The options I have come up with so far are:
a) My sister and I buying the house from him at a low price with owner financing. Could he sell it to us for the cost of the remainder of the principal left on the mortgage and the cost of the home equity loan, providing him with a little income and sheltering the house as an asset, even if he still lives there?
b) The three of us becoming co-owners of the house and entering into a "Joint Tenancy with Right to Survivorship" situation. I believe this means that if one owner dies, the other two would "inherit" the house without needing to go through the probate process, but does it protect the house if one of the owners needs to go to a nursing home?

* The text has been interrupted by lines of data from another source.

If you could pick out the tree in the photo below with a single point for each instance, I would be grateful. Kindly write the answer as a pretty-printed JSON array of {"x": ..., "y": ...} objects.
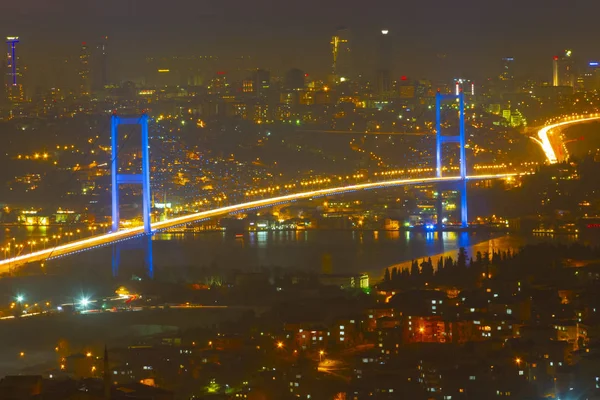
[
  {"x": 427, "y": 269},
  {"x": 479, "y": 258},
  {"x": 462, "y": 258},
  {"x": 414, "y": 269}
]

c} Setting up an irrevocable trust for the house. This seems to have the advantage of protecting the house from being seized after a period of five years from the establishment of the trust, and of avoiding estate taxes. However, his estate will not be large enough to require us to pay federal or state taxes anyway, and I have read that establishing an irrevocable trust is much more complicated and costlier than establishing a revocable one, and I fear he is likely to need nursing care sooner than five years from now.
d) Going through with the revocable or irrevocable trust and finding a way to pay a little more each month in order to take out disability insurance on him. How expensive is disability insurance on somebody like my father as I have described him?
This is my first post, and I have just started to become aware of the intricacies of financial management, so I apologize if I have not provided enough information or am venturing too far into the realm of asking for legal advice.
Thank you in advance to anyone who has the patience to read this and share any feedback! This is a wonderful subreddit!